When I interviewed Moss last year for Aussie ladymag Cleo, people were eager to know “what she was like”. Which, now that I reflect on the questions I was asked, pretty much meant “what she looked like in the flesh”.
“What was she wearing?”* “Was she insanely beautiful?” “Did you just want to kill yourself looking at her?”
Most of the time, I told them she was small. Boring, I know, but that was my first and most overwhelming impression: that she was shorter than I expected. Not the 5’7” she is officially promoted as. More like 5’6” or 5’5”.
My other thought - and I couldn’t find the words to explain this until I read Laura Barton’s article on Amy Winehouse - was that she looked like a woman who was too busy living to be overly invested in how she looked.
By which I guess I mean that I imagine that if you spent 20 minutes in a room with someone like, say, Jennifer Aniston, you be bowled over by her glow. The toned limbs from her daily yoga classes with a personal trainer, the glossy blowdry, the prenaturally dewy skin, the fact that the woman hasn’t had a slice of cake since the second season of Friends (okay, so maybe I exaggerate a little…).
Such comments aren’t an insult to Aniston anymore than Moss’s “messiness” is an insult to her. The woman is a beacon of health, and it shows.
But if Aniston is yoga and vegetables, Kate Moss is cocaine and clubbing. And again, it shows.
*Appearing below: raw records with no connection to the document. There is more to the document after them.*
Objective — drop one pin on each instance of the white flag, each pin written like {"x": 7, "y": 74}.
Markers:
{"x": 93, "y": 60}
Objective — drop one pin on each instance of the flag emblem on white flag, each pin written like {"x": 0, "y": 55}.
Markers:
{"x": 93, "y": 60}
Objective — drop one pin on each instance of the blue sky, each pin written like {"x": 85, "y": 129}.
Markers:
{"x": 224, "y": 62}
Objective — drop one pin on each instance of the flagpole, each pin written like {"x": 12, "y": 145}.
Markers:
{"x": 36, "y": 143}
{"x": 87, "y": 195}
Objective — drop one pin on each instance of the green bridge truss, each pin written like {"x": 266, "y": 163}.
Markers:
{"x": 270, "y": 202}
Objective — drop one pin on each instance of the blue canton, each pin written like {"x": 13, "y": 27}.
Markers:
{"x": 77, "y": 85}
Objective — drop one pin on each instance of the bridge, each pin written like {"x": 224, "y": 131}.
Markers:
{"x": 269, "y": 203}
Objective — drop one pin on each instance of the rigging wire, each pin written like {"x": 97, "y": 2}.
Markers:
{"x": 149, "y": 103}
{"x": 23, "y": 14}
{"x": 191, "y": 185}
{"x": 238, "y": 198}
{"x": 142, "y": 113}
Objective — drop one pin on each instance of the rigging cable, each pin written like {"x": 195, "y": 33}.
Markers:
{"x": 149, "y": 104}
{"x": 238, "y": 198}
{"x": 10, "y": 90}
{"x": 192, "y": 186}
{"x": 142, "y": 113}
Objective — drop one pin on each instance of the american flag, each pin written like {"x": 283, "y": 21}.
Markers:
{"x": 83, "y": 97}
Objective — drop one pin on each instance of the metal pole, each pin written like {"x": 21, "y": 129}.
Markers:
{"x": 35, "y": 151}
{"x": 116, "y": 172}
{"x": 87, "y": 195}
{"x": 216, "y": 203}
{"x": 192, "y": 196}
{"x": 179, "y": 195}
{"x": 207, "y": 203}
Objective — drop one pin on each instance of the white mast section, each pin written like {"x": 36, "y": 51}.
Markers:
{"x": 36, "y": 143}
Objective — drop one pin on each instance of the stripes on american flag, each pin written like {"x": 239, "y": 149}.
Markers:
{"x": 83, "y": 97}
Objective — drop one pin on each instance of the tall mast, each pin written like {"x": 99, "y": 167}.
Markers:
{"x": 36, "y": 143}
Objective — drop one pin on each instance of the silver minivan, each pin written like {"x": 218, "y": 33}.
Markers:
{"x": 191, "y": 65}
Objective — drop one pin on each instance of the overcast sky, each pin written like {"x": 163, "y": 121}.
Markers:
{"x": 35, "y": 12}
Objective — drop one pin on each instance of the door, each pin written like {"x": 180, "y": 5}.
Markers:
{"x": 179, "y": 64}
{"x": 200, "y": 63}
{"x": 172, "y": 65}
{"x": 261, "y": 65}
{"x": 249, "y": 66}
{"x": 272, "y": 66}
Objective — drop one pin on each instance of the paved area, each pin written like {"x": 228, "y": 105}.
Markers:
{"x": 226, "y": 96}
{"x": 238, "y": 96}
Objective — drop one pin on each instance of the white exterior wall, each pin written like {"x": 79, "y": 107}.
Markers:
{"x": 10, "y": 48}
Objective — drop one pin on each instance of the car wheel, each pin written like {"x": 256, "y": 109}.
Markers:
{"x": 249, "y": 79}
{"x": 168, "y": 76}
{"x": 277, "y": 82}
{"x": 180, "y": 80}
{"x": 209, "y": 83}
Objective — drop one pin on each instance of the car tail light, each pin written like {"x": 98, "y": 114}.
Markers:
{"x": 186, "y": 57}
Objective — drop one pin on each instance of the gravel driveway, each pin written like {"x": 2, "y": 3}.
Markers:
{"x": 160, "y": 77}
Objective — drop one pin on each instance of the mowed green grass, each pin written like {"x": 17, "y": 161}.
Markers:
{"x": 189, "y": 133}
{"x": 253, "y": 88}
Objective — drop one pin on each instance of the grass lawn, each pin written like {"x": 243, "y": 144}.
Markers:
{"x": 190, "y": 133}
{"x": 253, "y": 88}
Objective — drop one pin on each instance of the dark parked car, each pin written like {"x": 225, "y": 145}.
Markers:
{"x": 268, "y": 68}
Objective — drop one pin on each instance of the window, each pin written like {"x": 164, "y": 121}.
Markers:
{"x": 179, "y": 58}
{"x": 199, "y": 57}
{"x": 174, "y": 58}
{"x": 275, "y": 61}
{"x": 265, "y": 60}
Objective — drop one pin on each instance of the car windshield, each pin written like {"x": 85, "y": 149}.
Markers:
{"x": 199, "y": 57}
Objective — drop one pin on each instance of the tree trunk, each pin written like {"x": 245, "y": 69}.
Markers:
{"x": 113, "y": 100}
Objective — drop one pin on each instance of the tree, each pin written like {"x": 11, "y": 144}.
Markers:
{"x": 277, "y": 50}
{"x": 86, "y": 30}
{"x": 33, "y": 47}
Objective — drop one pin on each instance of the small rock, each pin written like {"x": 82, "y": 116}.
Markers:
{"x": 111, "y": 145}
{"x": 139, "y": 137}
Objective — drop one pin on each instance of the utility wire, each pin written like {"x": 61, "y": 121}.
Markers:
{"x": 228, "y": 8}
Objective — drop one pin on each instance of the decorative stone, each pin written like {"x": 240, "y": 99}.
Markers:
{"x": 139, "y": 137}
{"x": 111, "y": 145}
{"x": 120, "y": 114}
Our interview was part of a beauty promo day, but the only make-up she was wearing was thick black eyeliner. She looked like a good looking 37-year-old who has taken lots of drugs, drunk a lot of alcohol, and spent years sunbathing on the Mediterranean and partying at music festivals - which is of course, exactly who and what she is.
Moss has a face could light up any camera, but she’s also a woman who - as Barton’s article about Winehouse put it, has chosen to “live a little wild” and “follow her heart”. It’s not what everyone’s heart would choose, but I kind of liked the fact that - despite being a supermodel - she didn’t feel the need to play that role every day. That she’d rather live her live in a way that she obviously enjoys than have perfect skin. Which is probably why people like her so much.
* She was wearing black, if you’re curious. I don’t remember the outfit in any further detail.